The table sitallel needs to be manually edited and then put into a U disk, and is not automatically created by the router. The most complete website category information is stored in the table, but since the table is too large and the search is time-consuming, some search work is only performed at night when the equipment is idle (e.g. 1 am).
The table siteomn stores common websites screened from table sitall, and also stores the websites manually, such as a U disk.
The top 1000 records with the highest number of visits counted according to surfingdata are stored in table sitefreq. If there is no table to create, the table contents are initially the same as table siteomn.
2. Each time 300 records are removed from the queue, if the flag field is CHECKREPLY, the URI and information about the host, time, etc. are written into the table surfingCurHour of the database. And when the data base is written, generating a historyid according to the current time, the intranet host ip and the URI information. Where the time portion needs to be processed, if the number of seconds is less than 9, then 9 is taken, if less than 19, then 19 is taken, and so on. The part of the URI information used for calculation does not exceed 64 bytes, and if the URI information exceeds 64 bytes, the last 64-byte part is taken. Since historyid is defined as the primary key, the historyid is the same and replaced when writing to the database. Thus the same recording will only be recorded once in 10 seconds due to the special handling of the time part.

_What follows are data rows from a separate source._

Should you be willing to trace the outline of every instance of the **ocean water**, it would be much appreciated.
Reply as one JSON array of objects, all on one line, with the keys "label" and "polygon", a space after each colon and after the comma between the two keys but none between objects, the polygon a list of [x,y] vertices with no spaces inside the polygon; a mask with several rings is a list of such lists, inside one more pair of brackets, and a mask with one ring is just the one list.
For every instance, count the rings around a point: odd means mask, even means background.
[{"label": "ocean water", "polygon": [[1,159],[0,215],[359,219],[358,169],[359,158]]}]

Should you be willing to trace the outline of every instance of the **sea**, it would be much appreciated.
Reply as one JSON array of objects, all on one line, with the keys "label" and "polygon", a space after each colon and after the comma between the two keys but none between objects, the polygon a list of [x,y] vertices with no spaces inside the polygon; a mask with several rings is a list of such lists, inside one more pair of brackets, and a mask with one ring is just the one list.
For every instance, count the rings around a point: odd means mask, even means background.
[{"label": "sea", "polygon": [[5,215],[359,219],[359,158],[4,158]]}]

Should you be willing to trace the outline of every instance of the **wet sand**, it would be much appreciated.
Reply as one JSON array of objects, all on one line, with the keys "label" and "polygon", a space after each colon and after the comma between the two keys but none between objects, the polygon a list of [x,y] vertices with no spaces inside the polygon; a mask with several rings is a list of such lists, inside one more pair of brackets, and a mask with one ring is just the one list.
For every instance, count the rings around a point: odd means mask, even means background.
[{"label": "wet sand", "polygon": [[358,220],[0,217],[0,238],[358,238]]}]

3. Records in the table surfingCurHour are moved to surfingDaily every 1 hour. If the current time is 1 point in the morning, a statistical table surfingDaily is used, 1000 websites with the largest access times are counted according to the Host field of the main station, if the types of the websites in the 1000 websites with high access frequency are 'unclassified', the websites are inquired in a sitall table, if the types of the websites with high access frequency are not inquired, the initial part of the domain name is changed into www and then is searched in the sitall table, and if the types of the websites with high access frequency are not inquired, the websites are classified into 'unclassified'. Then, these 1000 pieces of station information are updated to the sitefreq table and to the fqt _ addr variable in the memory.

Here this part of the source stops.